23:57:52 monitoring: level=info ts=2021-10-14T18:27:52.176Z caller=main.go:432 host_details="(Linux 5.10.25-linuxkit #1 SMP Tue Mar 23 09:27:39 UTC 2021 x86_64 monitoring (none))"
23:57:52 monitoring: level=info ts=2021-10-14T18:27:52.176Z caller=main.go:433 fd_limits="(soft=1048576, hard=1048576)"
23:57:52 monitoring: level=info ts=2021-10-14T18:27:52.177Z caller=main.go:434 vm_limits="(soft=unlimited, hard=unlimited)"
23:57:52 monitoring: level=info ts=2021-10-14T18:27:52.303Z caller=web.go:540 component=web msg="Start listening for connections" address=:9090
23:57:52 monitoring: level=info ts=2021-10-14T18:27:52.316Z caller=main.go:803 msg="Starting TSDB ..."
23:57:52 monitoring: level=info ts=2021-10-14T18:27:52.376Z caller=tls_config.go:191 component=web msg="TLS is disabled." http2=false
23:57:52 monitoring: level=info ts=2021-10-14T18:27:52.488Z caller=head.go:741 component=tsdb msg="Replaying on-disk memory mappable chunks if any"
23:57:52 monitoring: level=info ts=2021-10-14T18:27:52.489Z caller=head.go:755 component=tsdb msg="On-disk memory mappable chunks replay completed" duration=45.5µs
23:57:52 monitoring: level=info ts=2021-10-14T18:27:52.491Z caller=head.go:761 component=tsdb msg="Replaying WAL, this may take a while"

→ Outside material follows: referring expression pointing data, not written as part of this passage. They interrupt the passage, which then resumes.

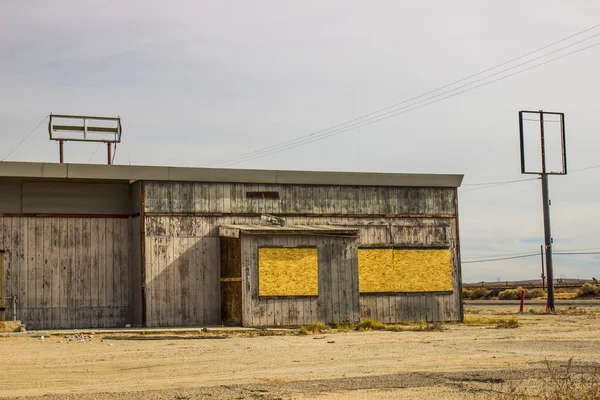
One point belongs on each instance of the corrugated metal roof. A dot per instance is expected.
(327, 229)
(184, 174)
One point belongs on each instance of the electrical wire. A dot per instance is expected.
(500, 259)
(25, 138)
(388, 115)
(530, 255)
(343, 126)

23:57:52 monitoring: level=info ts=2021-10-14T18:27:52.506Z caller=head.go:813 component=tsdb msg="WAL segment loaded" segment=0 maxSegment=0
23:57:52 monitoring: level=info ts=2021-10-14T18:27:52.506Z caller=head.go:818 component=tsdb msg="WAL replay completed" checkpoint_replay_duration=9.6788ms wal_replay_duration=5.0222ms total_replay_duration=17.7563ms
23:57:52 monitoring: level=info ts=2021-10-14T18:27:52.548Z caller=main.go:828 fs_type=65735546
23:57:52 monitoring: level=info ts=2021-10-14T18:27:52.549Z caller=main.go:831 msg="TSDB started"

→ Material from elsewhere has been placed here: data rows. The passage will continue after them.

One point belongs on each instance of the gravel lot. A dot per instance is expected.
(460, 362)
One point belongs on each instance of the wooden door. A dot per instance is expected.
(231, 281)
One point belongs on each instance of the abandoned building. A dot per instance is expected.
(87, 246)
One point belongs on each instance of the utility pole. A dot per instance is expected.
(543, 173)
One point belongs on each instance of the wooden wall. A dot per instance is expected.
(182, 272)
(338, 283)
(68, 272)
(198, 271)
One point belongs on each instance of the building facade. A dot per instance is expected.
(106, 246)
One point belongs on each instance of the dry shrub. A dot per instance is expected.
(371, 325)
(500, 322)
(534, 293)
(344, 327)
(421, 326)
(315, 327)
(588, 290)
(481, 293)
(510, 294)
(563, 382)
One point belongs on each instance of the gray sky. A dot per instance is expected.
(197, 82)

23:57:52 monitoring: level=info ts=2021-10-14T18:27:52.549Z caller=main.go:957 msg="Loading configuration file" filename=/shared/data/monitoring/prometheus.yml
23:57:52 monitoring: level=info ts=2021-10-14T18:27:52.581Z caller=main.go:988 msg="Completed loading of configuration file" filename=/shared/data/monitoring/prometheus.yml totalDuration=26.8292ms remote_storage=79.4µs web_handler=18.8µs query_engine=17.4µs scrape=4.1701ms scrape_sd=360.6µs notify=14.5µs notify_sd=324.1µs rules=16.3µs
23:57:52 monitoring: level=info ts=2021-10-14T18:27:52.581Z caller=main.go:775 msg="Server is ready to receive web requests."

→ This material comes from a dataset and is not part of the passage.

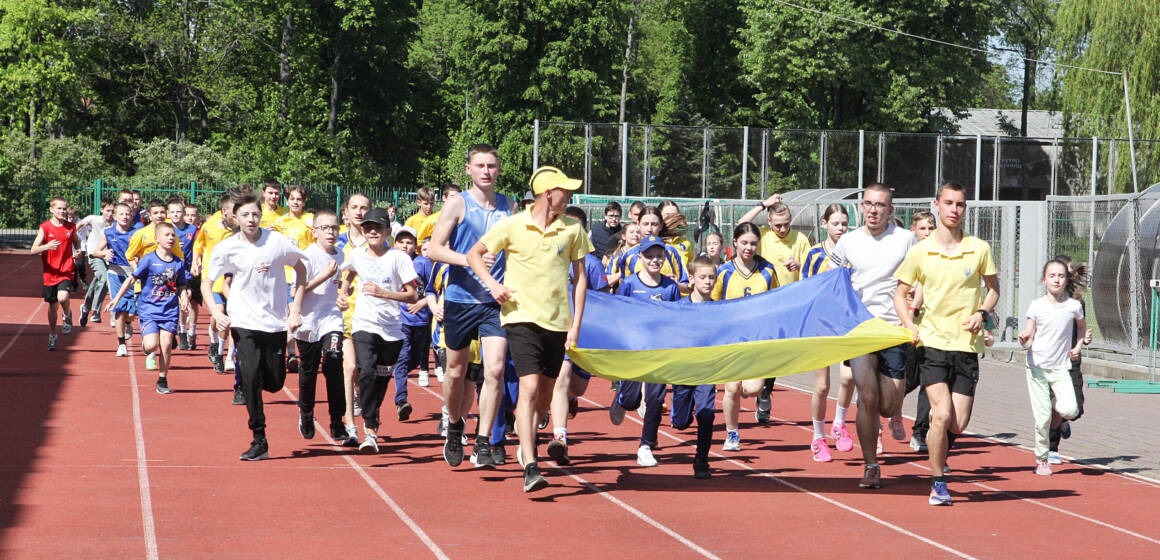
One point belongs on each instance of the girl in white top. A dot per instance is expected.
(1050, 324)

23:57:53 monitoring: level=info ts=2021-10-14T18:27:53.786Z caller=main.go:957 msg="Loading configuration file" filename=/shared/data/monitoring/prometheus.yml
23:57:53 monitoring: level=info ts=2021-10-14T18:27:53.818Z caller=main.go:988 msg="Completed loading of configuration file" filename=/shared/data/monitoring/prometheus.yml totalDuration=32.7781ms remote_storage=16.1µs web_handler=12.1µs query_engine=13.5µs scrape=189.8µs scrape_sd=300.8µs notify=13.8µs notify_sd=15.2µs rules=13.9µs
23:57:54 Ports for container interactive-monitoring >> Local ports: map[http:9090] Ports available from host: map[http:59705]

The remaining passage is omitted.